Abstract

Introduction. Marfan syndrome (MFS) is a rare connective tissue disorder attributed to a defect in the fibrillin-1 gene. Aortic aneurysms and dissection are common causes of morbidity and mortality in Marfan syndrome. Case Report. A 43-year-old female with a history of MFS and a 4.0 cm dilated ascending aorta presented to her cardiologist reporting that since a C-section two years prior, the left side of her abdomen painlessly protruded when standing. An outpatient CT scan of the abdomen/pelvis noted a 5.5 cm abdominal aortic dissection, and she was directed to the hospital. Repeat CT scan of the abdomen/pelvis revealed a 5.6 cm dissecting aneurysm of the infrarenal abdominal aorta. The patient was admitted to the ICU and started on a nitroglycerin drip to maintain systolic blood pressure less than 110 mmHg. The patient underwent repair of her abdominal aortic dissection via a retroperitoneal approach, and she tolerated the procedure well. She was started on metoprolol tartrate 12.5 mg BID and aspirin 81 mg postoperatively. She was safely discharged with follow-up care. Conclusion. This case stresses the importance of having a low threshold to obtain imaging in a MFS patient with protruding abdomen, even though the patient may not have pain and be hemodynamically stable.

1. Introduction

Marfan syndrome (MFS) is a rare connective tissue disorder with an estimated incidence of about 1 in 5,000 persons in the United States; it is generally inherited in an autosomal dominant pattern [1, 2]. The pathogenesis involves a defect in the fibrillin-1 (FBN-1) gene located on chromosome 15 [24]. The role of FBN-1 is to provide structural support to tissues and to regulate elastogenesis [5]. Defects in this gene can lead to mitral valve prolapse (MVP), joint laxity, and ectopia lentis [5]. More serious clinical findings include aortic root dilatation and thoracoabdominal aortic aneurysms and dissections [2]. Annual echocardiograms are recommended for patients with known MFS to monitor for aortic root dilatation [6].

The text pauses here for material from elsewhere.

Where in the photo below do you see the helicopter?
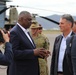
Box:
[0,0,59,30]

Several cases have been reported about abdominal aortic aneurysms, dissections, and ruptures [2, 3, 79]. In review of the literature, it is rare to find a case of a hemodynamically stable and fairly asymptomatic abdominal aortic dissection in a patient with MFS. We present such a case to increase awareness about this rare, yet severe complication.

2. Case Report

We present a case of a 43-year-old nonsmoking female with a past medical history of MFS, MVP, and a 4.0 cm dilated ascending aorta who presented to her cardiologist after being diagnosed with an abdominal aortic dissection by her OB-GYN. The patient noted that since a C-section 2 years prior, the left side of her abdomen protruded more when standing compared to the right. She denied associated abdominal, chest, or back pain. The patient was told that she may have a hernia in the past.

Because she was concerned about the asymmetry of her abdomen, she went to a new OB-GYN who ordered an abdominal CT scan of the abdomen/pelvis with IV contrast which showed a 5.5 cm abdominal aortic dissection. The patient was reluctant to go to the hospital until she saw her cardiologist a few days later, who recommended hospitalization and a consult for cardiothoracic surgery.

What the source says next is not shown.